You feel great afterwards. It may take a little while to master. You might feel ‘I’m not really doing much here’. It took me years to really appreciate its value, but I couldn’t recommend it enough.

Obviously we’ve got some of the best S&C guys in the world, but for people who don’t have dumbbells I’d recommend ordering a foam roller and a hockey-style ball, and spending 15/20 minutes a day just cracking your back out, stretching, rolling on a ball that digs into your hips, your quads and your calves, and improving your general movement. With a walk every day everyone would feel the benefit.

I had probably been going overboard on news, in Ireland and in Italy, flicking over to Trump’s live press conferences, Boris Johnson’s live press conferences. I wasn’t far off addicted.
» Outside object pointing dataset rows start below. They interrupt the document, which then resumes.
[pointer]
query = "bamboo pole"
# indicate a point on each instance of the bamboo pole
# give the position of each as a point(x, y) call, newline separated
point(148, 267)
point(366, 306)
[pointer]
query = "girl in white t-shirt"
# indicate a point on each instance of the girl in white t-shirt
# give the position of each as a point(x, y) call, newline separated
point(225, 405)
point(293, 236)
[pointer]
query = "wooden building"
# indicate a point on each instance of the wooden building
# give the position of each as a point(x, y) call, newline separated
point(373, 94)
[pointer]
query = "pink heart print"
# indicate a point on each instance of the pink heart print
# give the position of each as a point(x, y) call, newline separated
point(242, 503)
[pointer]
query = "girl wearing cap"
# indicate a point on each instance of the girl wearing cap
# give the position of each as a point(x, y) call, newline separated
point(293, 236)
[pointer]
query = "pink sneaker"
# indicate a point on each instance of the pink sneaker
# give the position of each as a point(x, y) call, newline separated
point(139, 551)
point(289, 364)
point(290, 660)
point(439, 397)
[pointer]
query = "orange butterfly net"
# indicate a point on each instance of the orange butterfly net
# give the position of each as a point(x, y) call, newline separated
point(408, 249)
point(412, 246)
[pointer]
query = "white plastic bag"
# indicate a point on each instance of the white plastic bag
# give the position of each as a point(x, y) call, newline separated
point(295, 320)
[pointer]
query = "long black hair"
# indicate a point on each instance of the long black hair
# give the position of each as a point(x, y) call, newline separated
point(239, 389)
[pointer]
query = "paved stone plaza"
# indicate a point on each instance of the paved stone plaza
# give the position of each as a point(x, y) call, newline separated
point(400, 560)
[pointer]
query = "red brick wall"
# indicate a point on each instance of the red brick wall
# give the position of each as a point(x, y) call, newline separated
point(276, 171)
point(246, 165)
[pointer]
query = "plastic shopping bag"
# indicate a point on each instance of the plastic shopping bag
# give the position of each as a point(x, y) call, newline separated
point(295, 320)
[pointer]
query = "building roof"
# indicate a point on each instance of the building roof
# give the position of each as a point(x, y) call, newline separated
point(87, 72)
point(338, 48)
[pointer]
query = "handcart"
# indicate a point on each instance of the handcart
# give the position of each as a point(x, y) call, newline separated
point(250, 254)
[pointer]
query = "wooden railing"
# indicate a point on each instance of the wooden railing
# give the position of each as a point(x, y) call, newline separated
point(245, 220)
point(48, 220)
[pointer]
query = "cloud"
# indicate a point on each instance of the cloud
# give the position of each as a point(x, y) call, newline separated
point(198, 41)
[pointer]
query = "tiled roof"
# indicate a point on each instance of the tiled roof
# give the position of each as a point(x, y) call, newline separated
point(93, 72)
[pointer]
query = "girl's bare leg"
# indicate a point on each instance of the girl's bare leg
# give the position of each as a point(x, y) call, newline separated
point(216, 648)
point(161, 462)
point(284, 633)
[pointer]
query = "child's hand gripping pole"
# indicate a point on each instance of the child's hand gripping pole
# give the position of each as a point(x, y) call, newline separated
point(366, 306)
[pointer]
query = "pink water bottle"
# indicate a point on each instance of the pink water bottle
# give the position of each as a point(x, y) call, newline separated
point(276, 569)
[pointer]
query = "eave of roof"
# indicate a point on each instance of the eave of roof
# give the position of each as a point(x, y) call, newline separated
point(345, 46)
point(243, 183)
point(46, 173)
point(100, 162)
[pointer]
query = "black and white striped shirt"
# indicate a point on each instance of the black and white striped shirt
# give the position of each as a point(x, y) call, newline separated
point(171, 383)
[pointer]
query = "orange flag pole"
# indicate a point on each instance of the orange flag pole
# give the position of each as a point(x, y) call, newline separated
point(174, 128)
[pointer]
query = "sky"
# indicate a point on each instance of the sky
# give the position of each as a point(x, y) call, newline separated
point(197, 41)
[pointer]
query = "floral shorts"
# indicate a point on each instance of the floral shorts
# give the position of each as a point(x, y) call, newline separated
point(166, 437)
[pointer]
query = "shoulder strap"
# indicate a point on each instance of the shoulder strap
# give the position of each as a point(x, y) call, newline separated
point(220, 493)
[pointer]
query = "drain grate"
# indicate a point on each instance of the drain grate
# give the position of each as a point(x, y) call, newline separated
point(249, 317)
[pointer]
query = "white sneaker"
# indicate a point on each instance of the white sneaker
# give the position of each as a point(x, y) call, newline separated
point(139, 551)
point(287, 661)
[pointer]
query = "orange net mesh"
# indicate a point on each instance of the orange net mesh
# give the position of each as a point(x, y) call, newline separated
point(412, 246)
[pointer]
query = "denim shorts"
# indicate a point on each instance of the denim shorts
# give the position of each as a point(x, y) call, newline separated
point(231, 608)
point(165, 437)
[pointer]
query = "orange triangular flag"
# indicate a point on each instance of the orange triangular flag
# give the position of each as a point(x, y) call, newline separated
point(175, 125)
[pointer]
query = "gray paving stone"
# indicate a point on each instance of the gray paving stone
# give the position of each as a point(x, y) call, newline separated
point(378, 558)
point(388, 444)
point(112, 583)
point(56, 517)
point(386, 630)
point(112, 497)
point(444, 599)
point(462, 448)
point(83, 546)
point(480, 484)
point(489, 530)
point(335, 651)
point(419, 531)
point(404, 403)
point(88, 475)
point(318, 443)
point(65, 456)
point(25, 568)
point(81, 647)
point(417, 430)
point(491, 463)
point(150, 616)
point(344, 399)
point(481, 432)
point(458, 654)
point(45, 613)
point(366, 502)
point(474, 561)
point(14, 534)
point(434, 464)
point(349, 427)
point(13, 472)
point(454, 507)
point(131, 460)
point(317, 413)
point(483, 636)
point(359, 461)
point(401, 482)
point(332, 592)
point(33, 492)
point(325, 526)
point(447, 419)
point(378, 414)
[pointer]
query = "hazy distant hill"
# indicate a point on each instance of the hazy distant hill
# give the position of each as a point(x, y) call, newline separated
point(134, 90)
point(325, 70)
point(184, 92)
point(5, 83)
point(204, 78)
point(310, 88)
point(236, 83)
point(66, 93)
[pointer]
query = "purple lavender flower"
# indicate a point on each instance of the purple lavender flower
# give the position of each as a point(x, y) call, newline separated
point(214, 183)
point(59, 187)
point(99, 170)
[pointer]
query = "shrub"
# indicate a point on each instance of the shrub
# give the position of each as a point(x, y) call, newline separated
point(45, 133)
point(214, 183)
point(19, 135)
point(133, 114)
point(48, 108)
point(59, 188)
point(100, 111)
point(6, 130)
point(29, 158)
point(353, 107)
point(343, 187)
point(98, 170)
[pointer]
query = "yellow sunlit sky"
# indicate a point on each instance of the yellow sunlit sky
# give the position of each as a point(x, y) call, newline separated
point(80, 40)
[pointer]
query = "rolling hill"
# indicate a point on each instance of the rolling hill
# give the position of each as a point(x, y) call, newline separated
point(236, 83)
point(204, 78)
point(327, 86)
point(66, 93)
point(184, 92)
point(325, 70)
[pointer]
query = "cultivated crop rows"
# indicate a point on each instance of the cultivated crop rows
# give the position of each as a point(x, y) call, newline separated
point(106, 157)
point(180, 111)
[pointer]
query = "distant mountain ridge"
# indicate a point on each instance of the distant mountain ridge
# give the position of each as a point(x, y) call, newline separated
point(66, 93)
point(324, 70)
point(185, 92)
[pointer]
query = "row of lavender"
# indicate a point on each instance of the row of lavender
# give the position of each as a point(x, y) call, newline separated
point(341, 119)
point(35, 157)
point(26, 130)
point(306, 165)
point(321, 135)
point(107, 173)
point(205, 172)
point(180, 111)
Five days ago I turned on the TV for the overnight update, and it wasn’t working. Nothing worked. Eventually an engineer said I needed a replacement but the company I was dealing with was in Craigavon and the UK went into lockdown that night. A lockdown with no television was not going to be fun.

I contacted Jean Kleyn, a reliable source for anything and everything, and picked up a TV off him. It’s sitting on the coffee table in the front room as the old TV is mounted on the wall and I’m useless at DIY!

We only have Netflix for the moment, but that’s probably a blessing in disguise. You can’t hide from the news on the phones and the radio, but it’s more of an effort than hitting Sky News on the remote.

If anyone is looking for a good show on Netflix I’d recommend The Tiger King. It’s horrific viewing from an animal welfare viewpoint, but it’s about these insane characters that can only be produced in America, with their private wildlife parks. Cruel stuff. Tough watching. But, while in lockdown, just unbelievable entertainment.